Pete Buttigieg expertly breaks down Amy Coney Barrett’s ominous Supreme Court opening statement

Amy Coney Barrett, LGBTQ, MSNBC, Pete Buttigieg, Politics, Ruth Bader Ginsburg, supreme court, US

Amy Coney Barrett (Chip Somodevilla/Getty) and Pete Buttigieg (Alexander Tamargo/Getty)

Pete Buttigieg has expertly broken down the ominous Supreme Court opening statement from Amy Coney Barrett, calling it “a pathway to judicial activism cloaked in judicial humility”.

The gay former presidential hopeful was being interviewed on MSNBC’s AM Joy on Sunday (11 October) when Barrett released her opening statement ahead of her Supreme Court nomination hearing.

In the statement, Amy Coney Barrett said she would make decisions purely based on the law and claimed that she would bring “new perspectives” to the Supreme Court.

“Courts have a vital responsibility to enforce the rule of law, which is critical to a free society,” she wrote in the statement.

“But courts are not designed to solve every problem or right every wrong in our public life. The policy decisions and value judgements of government must be made by the political branches elected by and accountable to the people.

“The public should not expect courts to do so, and courts should not try.”

Amy Coney Barrett praised anti-LGBT+ former Supreme Court justice Antonin Scalia.

Barrett went on to praise former Supreme Court justice Antonin Scalia, who pushed back against LGBT+ rights at almost every opportunity throughout his career.

Many within the LGBT+ community fear that Barrett, a staunchly anti-LGBT+ Roman Catholic, could be instrumental in rolling back queer people’s rights if she is appointed to the court.

Buttigieg was unprepared to speak about Barrett’s opening statement, but quickly picked it apart live on MSNBC.

“This is what nominees do,” the former South Bend, Indiana mayor said. “They write the most seemingly unobjectionable, dry stuff. But really what I see in there is a pathway to judicial activism cloaked in judicial humility.”

“At the end of the day, rights in this country have been expanded because courts have understood what the true meaning of the letter of the law and the spirit of the constitution is.

“That is not about time-travelling yourself back to the 18th century and subjecting yourself to the same prejudices and limitations as the people who write these words.
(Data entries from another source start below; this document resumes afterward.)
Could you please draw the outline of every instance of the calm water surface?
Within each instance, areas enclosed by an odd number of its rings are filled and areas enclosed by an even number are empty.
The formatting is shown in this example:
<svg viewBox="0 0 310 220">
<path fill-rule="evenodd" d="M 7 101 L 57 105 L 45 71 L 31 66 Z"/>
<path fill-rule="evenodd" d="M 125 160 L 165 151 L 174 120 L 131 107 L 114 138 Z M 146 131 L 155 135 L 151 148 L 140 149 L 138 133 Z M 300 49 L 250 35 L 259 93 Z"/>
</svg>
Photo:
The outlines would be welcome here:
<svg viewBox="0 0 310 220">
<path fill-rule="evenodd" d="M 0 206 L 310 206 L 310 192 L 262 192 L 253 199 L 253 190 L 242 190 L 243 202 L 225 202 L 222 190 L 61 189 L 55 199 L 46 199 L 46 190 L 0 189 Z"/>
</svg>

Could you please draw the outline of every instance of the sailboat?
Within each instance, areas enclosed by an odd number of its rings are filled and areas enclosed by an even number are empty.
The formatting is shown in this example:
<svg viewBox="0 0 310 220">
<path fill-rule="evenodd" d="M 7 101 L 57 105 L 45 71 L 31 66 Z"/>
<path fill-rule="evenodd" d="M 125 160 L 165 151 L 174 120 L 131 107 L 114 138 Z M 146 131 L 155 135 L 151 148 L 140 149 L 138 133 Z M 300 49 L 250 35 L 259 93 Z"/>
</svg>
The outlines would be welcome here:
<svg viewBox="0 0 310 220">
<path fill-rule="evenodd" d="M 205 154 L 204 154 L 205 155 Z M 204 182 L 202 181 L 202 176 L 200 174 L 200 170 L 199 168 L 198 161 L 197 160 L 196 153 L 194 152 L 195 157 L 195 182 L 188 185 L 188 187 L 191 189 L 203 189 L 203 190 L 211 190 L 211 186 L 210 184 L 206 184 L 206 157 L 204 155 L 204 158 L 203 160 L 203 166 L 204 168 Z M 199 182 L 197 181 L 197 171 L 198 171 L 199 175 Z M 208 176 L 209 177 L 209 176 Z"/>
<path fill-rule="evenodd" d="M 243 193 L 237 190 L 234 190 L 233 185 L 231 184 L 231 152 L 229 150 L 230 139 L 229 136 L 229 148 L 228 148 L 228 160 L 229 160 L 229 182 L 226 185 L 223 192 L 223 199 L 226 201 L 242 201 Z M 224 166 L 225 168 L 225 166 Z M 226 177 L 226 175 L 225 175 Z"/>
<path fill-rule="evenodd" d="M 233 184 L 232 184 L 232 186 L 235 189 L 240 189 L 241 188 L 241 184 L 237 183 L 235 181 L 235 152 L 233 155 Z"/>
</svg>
“The constitution is a living document because the English language is a living language. And you need to have some readiness to understand that in order to serve on the court in a way that will actually make life better.

Buttigieg continued: “It was actually Thomas Jefferson himself who said that, ‘We might as well ask a man to still wear the coat which fitted him when he was a boy as expect future generations to live under’ – what he called – ‘the regime of their barbarous ancestors.’

“So even the founders that these kind of dead-end originalists clam fidelity to understood better than their ideological descendants – today’s judicial so-called conservatives – the importance of keeping with the times. And we deserve judges and justices who understand that.”

If Barrett is confirmed by the Senate, the Supreme Court will shift to a strong 6-to-3 conservative majority.

At 48 years old, she would be the youngest justice on the Supreme Court, meaning she could have a hand in shaping major legal decisions in the US for decades to come.